Jesus A. del Alamo wins IPRM Award 2020

Prof. Jesús A. del Álamo

Jesús A. del Álamo is a Professor of Electrical Engineering at the Massachusetts Institute of Technology (MIT). He holds degrees from Polytechnic University of Madrid (Telecommunications Engineer, 1980), and Stanford University (MS EE, 1983 and PhD EE, 1985). From 1977 to 1981 he was with the Institute of Solar Energy of the Polytechnic University of Madrid, investigating silicon photovoltaics. From 1981 to 1985, he carried out his PhD dissertation at Stanford University on minority carrier transport in heavily doped silicon. From 1985 to 1988 he was a research engineer with NTT LSI Laboratories in Atsugi (Japan) where he conducted research on III-V heterostructure field-effect transistors.
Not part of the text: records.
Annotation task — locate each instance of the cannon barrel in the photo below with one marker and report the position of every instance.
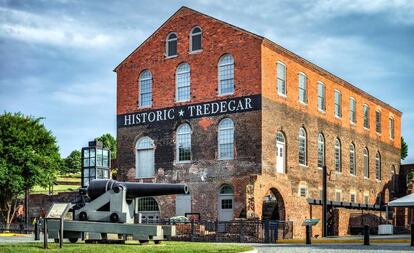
(98, 187)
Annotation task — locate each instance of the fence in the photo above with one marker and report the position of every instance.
(244, 231)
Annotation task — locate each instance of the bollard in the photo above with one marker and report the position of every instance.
(37, 231)
(308, 234)
(412, 234)
(366, 235)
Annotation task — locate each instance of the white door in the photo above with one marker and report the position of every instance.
(182, 205)
(280, 157)
(145, 163)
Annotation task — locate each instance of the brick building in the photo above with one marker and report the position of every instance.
(247, 125)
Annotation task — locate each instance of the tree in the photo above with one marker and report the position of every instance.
(109, 142)
(72, 163)
(404, 149)
(29, 156)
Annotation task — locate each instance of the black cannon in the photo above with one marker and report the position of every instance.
(98, 187)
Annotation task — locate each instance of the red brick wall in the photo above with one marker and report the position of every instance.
(218, 39)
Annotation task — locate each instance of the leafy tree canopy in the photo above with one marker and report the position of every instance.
(404, 149)
(29, 156)
(109, 142)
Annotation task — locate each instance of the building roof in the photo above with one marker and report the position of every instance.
(273, 46)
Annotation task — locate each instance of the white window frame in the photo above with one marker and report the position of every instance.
(305, 88)
(352, 111)
(339, 161)
(179, 72)
(366, 116)
(140, 80)
(192, 33)
(177, 145)
(352, 159)
(282, 79)
(321, 142)
(304, 139)
(220, 132)
(167, 44)
(323, 97)
(339, 104)
(220, 65)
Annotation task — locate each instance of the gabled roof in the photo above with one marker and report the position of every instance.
(183, 8)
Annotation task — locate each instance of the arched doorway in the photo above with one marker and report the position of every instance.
(149, 210)
(273, 206)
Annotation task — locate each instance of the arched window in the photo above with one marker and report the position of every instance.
(184, 143)
(366, 163)
(226, 75)
(195, 39)
(321, 151)
(378, 166)
(145, 88)
(302, 147)
(280, 152)
(171, 45)
(352, 168)
(303, 92)
(321, 96)
(182, 82)
(338, 165)
(281, 78)
(144, 160)
(225, 203)
(226, 140)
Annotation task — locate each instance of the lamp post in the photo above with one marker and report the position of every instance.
(96, 161)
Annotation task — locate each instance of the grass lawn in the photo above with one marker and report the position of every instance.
(164, 247)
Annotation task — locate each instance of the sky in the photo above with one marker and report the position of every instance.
(58, 56)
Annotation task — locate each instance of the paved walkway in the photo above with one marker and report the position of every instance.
(342, 248)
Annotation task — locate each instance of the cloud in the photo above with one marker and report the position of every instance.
(52, 30)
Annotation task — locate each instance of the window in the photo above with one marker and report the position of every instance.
(352, 169)
(195, 39)
(366, 163)
(171, 47)
(280, 152)
(338, 104)
(302, 147)
(321, 96)
(353, 197)
(303, 94)
(338, 167)
(303, 190)
(226, 75)
(378, 121)
(392, 132)
(183, 143)
(352, 110)
(144, 160)
(321, 151)
(182, 82)
(281, 79)
(378, 166)
(145, 88)
(226, 140)
(366, 199)
(338, 195)
(366, 116)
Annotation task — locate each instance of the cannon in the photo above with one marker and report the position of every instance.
(108, 207)
(113, 201)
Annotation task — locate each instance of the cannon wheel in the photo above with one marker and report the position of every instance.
(73, 239)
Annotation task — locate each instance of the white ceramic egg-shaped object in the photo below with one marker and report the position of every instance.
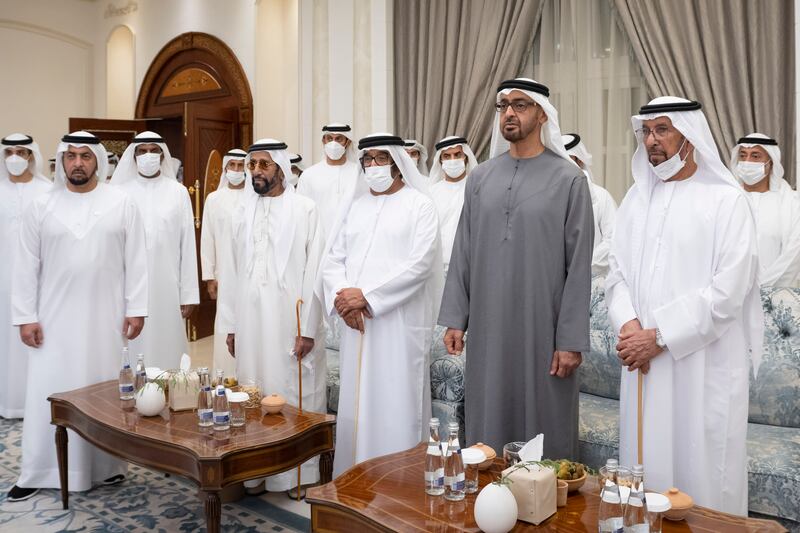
(495, 509)
(150, 400)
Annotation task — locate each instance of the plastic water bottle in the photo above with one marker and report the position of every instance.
(610, 512)
(141, 373)
(205, 400)
(636, 517)
(434, 462)
(222, 411)
(453, 466)
(126, 377)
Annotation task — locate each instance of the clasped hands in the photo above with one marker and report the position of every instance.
(637, 346)
(351, 305)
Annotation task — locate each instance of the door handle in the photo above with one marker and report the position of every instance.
(195, 191)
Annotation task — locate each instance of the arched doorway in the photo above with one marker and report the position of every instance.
(197, 96)
(199, 93)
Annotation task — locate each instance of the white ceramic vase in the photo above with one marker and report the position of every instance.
(150, 400)
(495, 509)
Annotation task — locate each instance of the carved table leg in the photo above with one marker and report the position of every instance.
(325, 467)
(213, 507)
(63, 472)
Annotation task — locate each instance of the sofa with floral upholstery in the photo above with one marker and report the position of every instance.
(773, 438)
(773, 435)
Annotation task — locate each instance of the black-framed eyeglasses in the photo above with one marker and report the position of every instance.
(381, 159)
(660, 132)
(262, 164)
(518, 106)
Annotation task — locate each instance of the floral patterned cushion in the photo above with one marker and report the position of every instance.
(600, 370)
(774, 466)
(775, 393)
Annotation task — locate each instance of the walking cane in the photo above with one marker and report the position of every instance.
(299, 384)
(639, 416)
(358, 393)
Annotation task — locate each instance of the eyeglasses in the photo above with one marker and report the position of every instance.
(381, 159)
(262, 164)
(659, 132)
(519, 106)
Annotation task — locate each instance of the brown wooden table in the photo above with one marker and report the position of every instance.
(387, 494)
(173, 442)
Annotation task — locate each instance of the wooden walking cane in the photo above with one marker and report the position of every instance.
(358, 393)
(299, 383)
(639, 416)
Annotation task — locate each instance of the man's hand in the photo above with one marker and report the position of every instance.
(231, 342)
(132, 326)
(211, 287)
(355, 319)
(303, 346)
(454, 341)
(637, 348)
(31, 334)
(348, 300)
(565, 363)
(630, 326)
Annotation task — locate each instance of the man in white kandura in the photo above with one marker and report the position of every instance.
(382, 274)
(756, 162)
(682, 292)
(79, 290)
(21, 180)
(452, 163)
(145, 172)
(604, 208)
(419, 154)
(277, 244)
(216, 249)
(329, 182)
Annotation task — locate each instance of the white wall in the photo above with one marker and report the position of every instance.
(309, 62)
(48, 64)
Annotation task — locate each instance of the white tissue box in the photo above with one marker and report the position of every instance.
(535, 492)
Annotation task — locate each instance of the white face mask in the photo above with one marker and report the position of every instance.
(148, 164)
(16, 165)
(750, 172)
(671, 166)
(454, 167)
(379, 179)
(334, 150)
(234, 178)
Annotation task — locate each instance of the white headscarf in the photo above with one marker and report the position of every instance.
(776, 181)
(79, 139)
(35, 164)
(687, 118)
(437, 174)
(236, 154)
(550, 132)
(422, 164)
(127, 169)
(283, 245)
(412, 178)
(338, 128)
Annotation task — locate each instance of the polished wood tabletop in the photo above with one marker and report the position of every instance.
(387, 494)
(173, 442)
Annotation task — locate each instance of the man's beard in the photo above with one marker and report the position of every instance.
(268, 184)
(79, 179)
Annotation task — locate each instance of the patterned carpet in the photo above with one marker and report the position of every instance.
(146, 501)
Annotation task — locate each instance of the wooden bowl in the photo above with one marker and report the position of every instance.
(575, 484)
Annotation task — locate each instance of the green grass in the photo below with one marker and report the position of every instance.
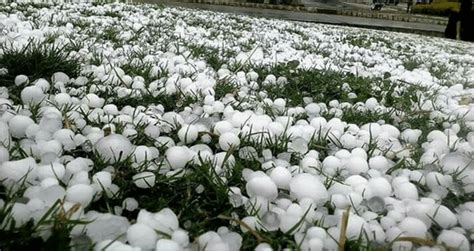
(35, 60)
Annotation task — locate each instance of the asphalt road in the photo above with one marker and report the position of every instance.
(371, 23)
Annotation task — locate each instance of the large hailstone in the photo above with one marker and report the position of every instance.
(114, 148)
(18, 125)
(263, 186)
(32, 95)
(178, 156)
(308, 186)
(141, 235)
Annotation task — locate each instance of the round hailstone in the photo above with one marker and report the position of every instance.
(62, 99)
(181, 237)
(5, 137)
(168, 245)
(43, 84)
(188, 134)
(144, 179)
(222, 127)
(443, 217)
(228, 140)
(378, 187)
(281, 176)
(53, 170)
(355, 226)
(60, 77)
(80, 193)
(51, 122)
(406, 190)
(102, 179)
(356, 165)
(18, 169)
(21, 80)
(18, 125)
(262, 186)
(308, 186)
(143, 154)
(454, 240)
(379, 163)
(178, 156)
(32, 95)
(114, 148)
(413, 227)
(141, 235)
(411, 136)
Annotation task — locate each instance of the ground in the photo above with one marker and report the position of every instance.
(128, 127)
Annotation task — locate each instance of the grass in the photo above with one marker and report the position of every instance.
(35, 60)
(199, 194)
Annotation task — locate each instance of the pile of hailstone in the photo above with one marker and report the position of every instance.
(76, 140)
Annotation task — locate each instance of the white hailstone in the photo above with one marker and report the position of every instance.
(32, 95)
(178, 156)
(5, 137)
(288, 221)
(21, 80)
(18, 170)
(413, 227)
(466, 220)
(144, 179)
(20, 213)
(130, 204)
(262, 186)
(66, 138)
(181, 237)
(443, 217)
(263, 247)
(53, 170)
(107, 226)
(18, 125)
(60, 77)
(348, 141)
(371, 103)
(141, 235)
(435, 180)
(281, 176)
(331, 165)
(355, 226)
(455, 162)
(51, 122)
(312, 109)
(168, 245)
(308, 186)
(222, 127)
(143, 154)
(93, 101)
(378, 187)
(454, 240)
(102, 179)
(356, 165)
(406, 190)
(188, 134)
(4, 154)
(411, 136)
(167, 221)
(379, 163)
(114, 148)
(80, 193)
(228, 140)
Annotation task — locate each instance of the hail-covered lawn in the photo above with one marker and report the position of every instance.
(141, 127)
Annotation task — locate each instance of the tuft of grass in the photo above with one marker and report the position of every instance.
(35, 60)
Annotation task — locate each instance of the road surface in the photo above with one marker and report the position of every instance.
(371, 23)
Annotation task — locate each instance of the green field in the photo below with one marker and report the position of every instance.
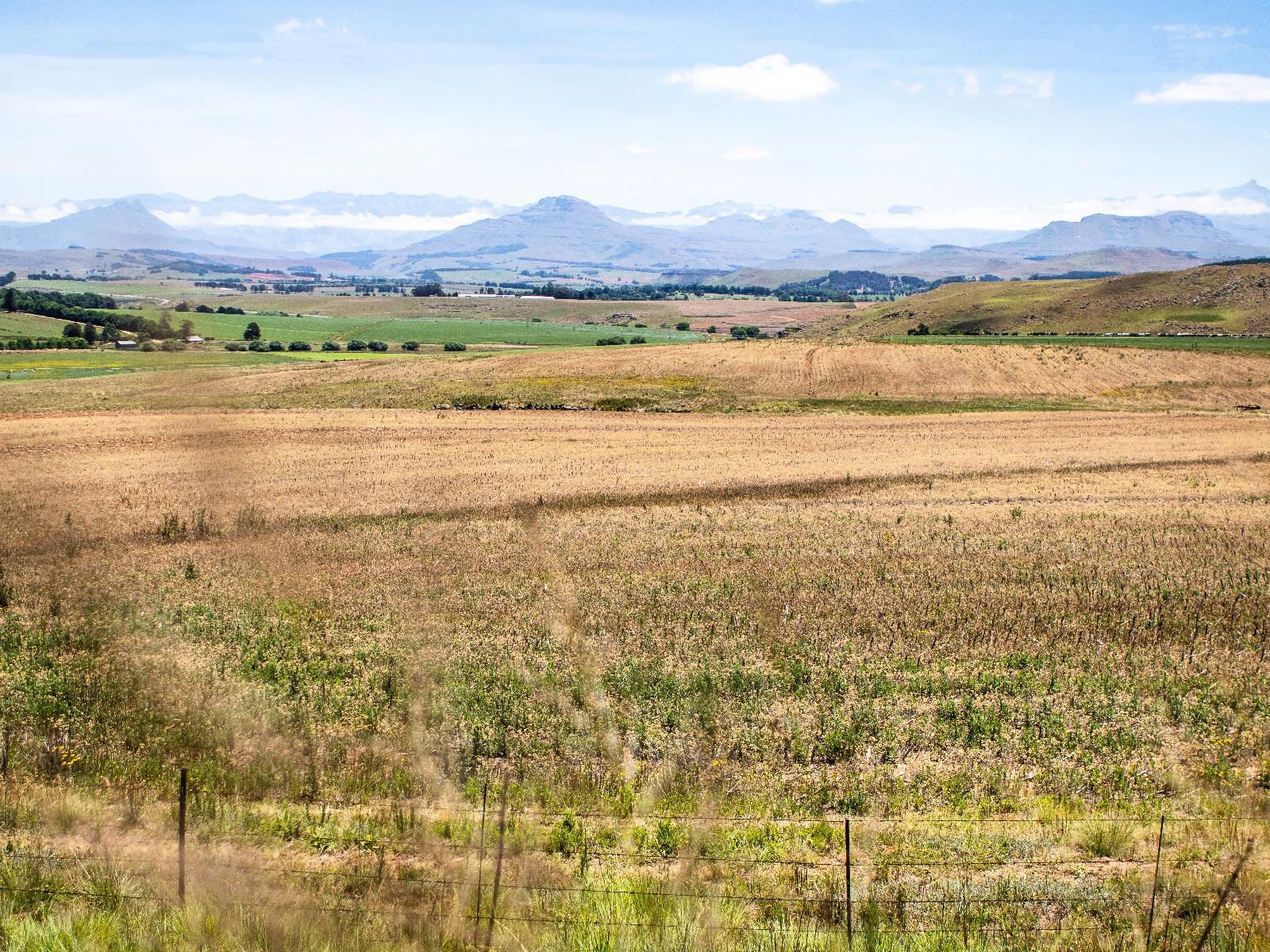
(65, 365)
(29, 325)
(425, 330)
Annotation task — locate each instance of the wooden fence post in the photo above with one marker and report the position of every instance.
(480, 862)
(846, 839)
(498, 862)
(1155, 884)
(181, 835)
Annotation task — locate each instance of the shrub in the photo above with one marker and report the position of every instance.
(1106, 841)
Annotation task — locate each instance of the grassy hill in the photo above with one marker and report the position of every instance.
(1229, 298)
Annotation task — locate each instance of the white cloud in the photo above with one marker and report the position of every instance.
(1212, 88)
(295, 25)
(22, 213)
(361, 221)
(1026, 84)
(1028, 217)
(772, 79)
(1191, 31)
(746, 154)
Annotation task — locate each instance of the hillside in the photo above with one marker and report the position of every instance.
(946, 260)
(1230, 298)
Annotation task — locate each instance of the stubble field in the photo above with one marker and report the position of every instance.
(1003, 645)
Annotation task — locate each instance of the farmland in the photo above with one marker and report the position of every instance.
(691, 644)
(783, 378)
(983, 613)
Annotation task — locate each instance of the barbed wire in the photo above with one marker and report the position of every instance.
(474, 812)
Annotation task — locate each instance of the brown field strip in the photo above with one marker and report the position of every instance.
(787, 374)
(340, 463)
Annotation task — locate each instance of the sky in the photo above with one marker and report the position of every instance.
(995, 114)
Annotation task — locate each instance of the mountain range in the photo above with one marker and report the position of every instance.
(567, 232)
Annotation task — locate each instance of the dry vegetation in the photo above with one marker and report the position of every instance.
(344, 621)
(766, 376)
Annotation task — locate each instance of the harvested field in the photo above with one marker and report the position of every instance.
(781, 376)
(1003, 644)
(338, 463)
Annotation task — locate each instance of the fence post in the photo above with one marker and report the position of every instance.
(846, 839)
(1223, 894)
(498, 862)
(181, 835)
(1155, 882)
(480, 862)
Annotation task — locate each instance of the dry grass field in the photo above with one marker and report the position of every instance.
(695, 645)
(762, 376)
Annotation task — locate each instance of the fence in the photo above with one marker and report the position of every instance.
(823, 882)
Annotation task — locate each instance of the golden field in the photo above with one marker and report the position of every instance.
(764, 376)
(1001, 644)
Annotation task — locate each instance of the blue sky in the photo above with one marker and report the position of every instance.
(995, 112)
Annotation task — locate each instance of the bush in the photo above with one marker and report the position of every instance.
(1106, 841)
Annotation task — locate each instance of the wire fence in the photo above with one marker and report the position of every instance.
(535, 869)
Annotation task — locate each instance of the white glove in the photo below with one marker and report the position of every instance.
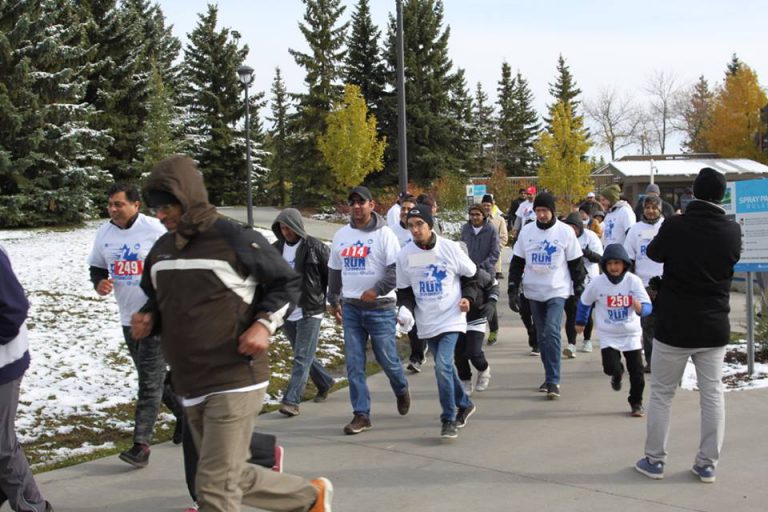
(405, 320)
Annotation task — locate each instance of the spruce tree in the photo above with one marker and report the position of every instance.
(325, 35)
(49, 158)
(564, 91)
(484, 132)
(280, 162)
(526, 129)
(697, 115)
(429, 79)
(214, 101)
(364, 65)
(504, 153)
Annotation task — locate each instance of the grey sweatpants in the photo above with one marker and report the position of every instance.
(17, 485)
(668, 365)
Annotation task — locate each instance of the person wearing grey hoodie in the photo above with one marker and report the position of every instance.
(308, 256)
(361, 291)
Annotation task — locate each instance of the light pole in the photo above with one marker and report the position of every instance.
(245, 75)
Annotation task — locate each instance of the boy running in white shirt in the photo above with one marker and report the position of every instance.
(620, 300)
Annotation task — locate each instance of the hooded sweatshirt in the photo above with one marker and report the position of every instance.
(310, 262)
(206, 284)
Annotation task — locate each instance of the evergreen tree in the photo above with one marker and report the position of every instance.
(279, 144)
(696, 114)
(564, 90)
(131, 40)
(484, 131)
(526, 128)
(563, 169)
(350, 146)
(432, 132)
(159, 129)
(49, 158)
(213, 98)
(735, 130)
(734, 66)
(505, 99)
(460, 111)
(364, 66)
(313, 183)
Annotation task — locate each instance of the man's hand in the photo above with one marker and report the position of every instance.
(254, 340)
(141, 325)
(104, 287)
(336, 312)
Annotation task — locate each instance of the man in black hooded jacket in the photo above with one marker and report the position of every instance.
(698, 250)
(308, 256)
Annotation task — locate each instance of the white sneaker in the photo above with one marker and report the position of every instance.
(483, 379)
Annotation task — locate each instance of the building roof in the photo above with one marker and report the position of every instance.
(681, 167)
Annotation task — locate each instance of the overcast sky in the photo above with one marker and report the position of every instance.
(605, 43)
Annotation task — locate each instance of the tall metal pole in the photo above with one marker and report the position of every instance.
(402, 150)
(248, 158)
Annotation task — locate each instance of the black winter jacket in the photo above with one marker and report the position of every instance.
(698, 250)
(311, 262)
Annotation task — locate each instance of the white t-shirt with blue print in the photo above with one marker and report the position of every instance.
(546, 253)
(435, 277)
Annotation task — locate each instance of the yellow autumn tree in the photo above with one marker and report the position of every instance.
(735, 122)
(350, 145)
(564, 170)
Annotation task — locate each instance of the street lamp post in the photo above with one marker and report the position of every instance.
(245, 75)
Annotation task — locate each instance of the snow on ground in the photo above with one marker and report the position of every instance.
(80, 365)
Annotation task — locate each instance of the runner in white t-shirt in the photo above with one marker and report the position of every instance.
(639, 237)
(548, 252)
(619, 300)
(435, 283)
(361, 291)
(116, 265)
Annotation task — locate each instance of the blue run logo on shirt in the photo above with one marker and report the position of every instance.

He joined MIT in 1988.

Professor del Alamo has had a distinguished career in III-V transistor technology, reliability, and physics. For the last few years, his research effort has been divided between advancing high electron mobility transistors (HEMTs) for high frequency applications, and exploring the opportunities of highly- scaled III- V MOSFETs (Metal-Oxide-Semiconductor Field- Effect- Transistors) as alternative to Si transistors for CMOS logic applications. His work opened the doors to the use of these devices in THz applications, and to consider III-V compound semiconductor alloys as serious alternatives to Si in deep nanoscale CMOS applications. Prof. del Alamo has received numerous awards including the 2012 Intel Outstanding Researcher Award in Emerging Research Devices, the Semiconductor Research Corporation 2012 Technical Excellence Award, the 2014 Roger A. Haken Best Student Paper Award at IEDM, and the 2019 SIA-SRC University Researcher Award. He is a Fellow of IEEE and the American Physical Society, and a corresponding member of the Royal Spanish Academy of Engineering. Prof. del Alamo is also the Editor-in-Chief of IEEE Electron Device Letters.

The Michael Lunn Award was established in 1993 to commemorate a young research scientist at Wafer Technology Ltd. who became a victim of a car accident. Awardees were chosen by the organizing committee of IPRM on behalf of the III-Vs Review magazine. The award was given for the best paper presented at IPRM in the first three years following its introduction (1993-1995). The criteria were subsequently revised in 1996 to recognize individuals who have made “outstanding contributions to the InP community”. In 2007, the award was renamed the IPRM Award and has since been sponsored by the IPRM international steering committee.